= BOTY Korea =

Breakdancing competition

This page provides the summary of BOTY Korea, a breakdancing competition, held in Korea. Winner advances to BOTY International also known as Battle of the Year.

==Winners==
Crew in Bold went on and won BOTY International.

| Year | Location | Winner |
|---|---|---|
| 2015 | Korea | KOR MB Crew |
| 2014 | Korea | KOR Fusion MC |
| 2013 | Korea | KOR Fusion MC |
| 2012 | Korea | KOR Morning of Owl |
| 2011 | Korea | KOR Maximum Crew |
| 2010 | Korea | KOR Jinjo |
| 2009 | Korea | KOR Gamblerz |
| 2008 | Korea | KOR T.I.P. Crew |
| 2007 | Korea | KOR Extreme Crew |
| 2006 | Korea | KOR Drifterz |
| 2005 | Korea | KOR Last For One |
| 2004 | Korea | KOR Gamblerz |
| 2003 | Korea | KOR Gamblerz |
| 2002 | Korea | KOR Expression |
| 2001 | Korea | KOR Visual Shock |

==Format==
Prior showcases are held to determine crew seeding and which crews advance to the battle rounds.

==2013 BOTY Korea Preliminaries==

MC:
- MC Go
Judges:
- Dyzee (SuperNaturalz)
- Wing (Jinjo)
- The End (Gamblerz)
Crews in bold won their respective battles. Brother From Whole and Universal Crew did not qualify for the battle rounds.

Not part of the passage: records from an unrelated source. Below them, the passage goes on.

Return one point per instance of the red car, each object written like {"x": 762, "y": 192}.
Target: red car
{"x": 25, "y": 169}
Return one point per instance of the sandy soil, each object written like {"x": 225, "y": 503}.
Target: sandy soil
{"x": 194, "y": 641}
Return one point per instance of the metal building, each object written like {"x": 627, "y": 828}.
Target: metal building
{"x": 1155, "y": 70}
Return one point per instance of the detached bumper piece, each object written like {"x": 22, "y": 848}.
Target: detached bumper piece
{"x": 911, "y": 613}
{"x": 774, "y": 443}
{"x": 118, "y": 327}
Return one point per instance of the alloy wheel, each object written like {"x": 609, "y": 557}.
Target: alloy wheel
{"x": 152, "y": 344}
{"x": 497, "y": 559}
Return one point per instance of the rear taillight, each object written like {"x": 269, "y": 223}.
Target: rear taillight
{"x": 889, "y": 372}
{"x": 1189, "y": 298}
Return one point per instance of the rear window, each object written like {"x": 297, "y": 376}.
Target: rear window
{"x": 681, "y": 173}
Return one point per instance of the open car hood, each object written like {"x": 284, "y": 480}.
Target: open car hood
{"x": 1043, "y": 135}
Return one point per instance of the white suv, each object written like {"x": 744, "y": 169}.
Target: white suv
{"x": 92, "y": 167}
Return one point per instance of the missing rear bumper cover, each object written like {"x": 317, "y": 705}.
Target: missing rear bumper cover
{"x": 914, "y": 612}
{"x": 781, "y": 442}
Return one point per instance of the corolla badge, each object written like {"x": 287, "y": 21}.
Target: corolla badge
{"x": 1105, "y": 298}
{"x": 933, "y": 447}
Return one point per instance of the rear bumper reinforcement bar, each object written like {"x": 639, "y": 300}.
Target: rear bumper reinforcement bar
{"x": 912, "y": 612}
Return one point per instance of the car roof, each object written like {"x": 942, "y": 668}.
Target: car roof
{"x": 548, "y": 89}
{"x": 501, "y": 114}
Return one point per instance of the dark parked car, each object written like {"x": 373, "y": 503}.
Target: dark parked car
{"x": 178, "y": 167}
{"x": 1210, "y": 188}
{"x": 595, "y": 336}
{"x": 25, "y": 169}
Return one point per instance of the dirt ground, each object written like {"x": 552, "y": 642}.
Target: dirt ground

Fusion MC won BOTY Korea 2013 and represented Korea at BOTY International held in Germany.

==2012 BOTY Korea Preliminaries==

Crews in bold won their respective battles. MB Crew did not qualify for the battle rounds.

Morning of Owl won BOTY Korea 2012 and represented Korea at BOTY International.

==2011 BOTY Korea Preliminaries==

Crews in bold won their respective battles. MB Crew and Fresh Family did not qualify for the battle rounds.

Maximum Crew won BOTY Korea 2011 and represented Korea at BOTY International.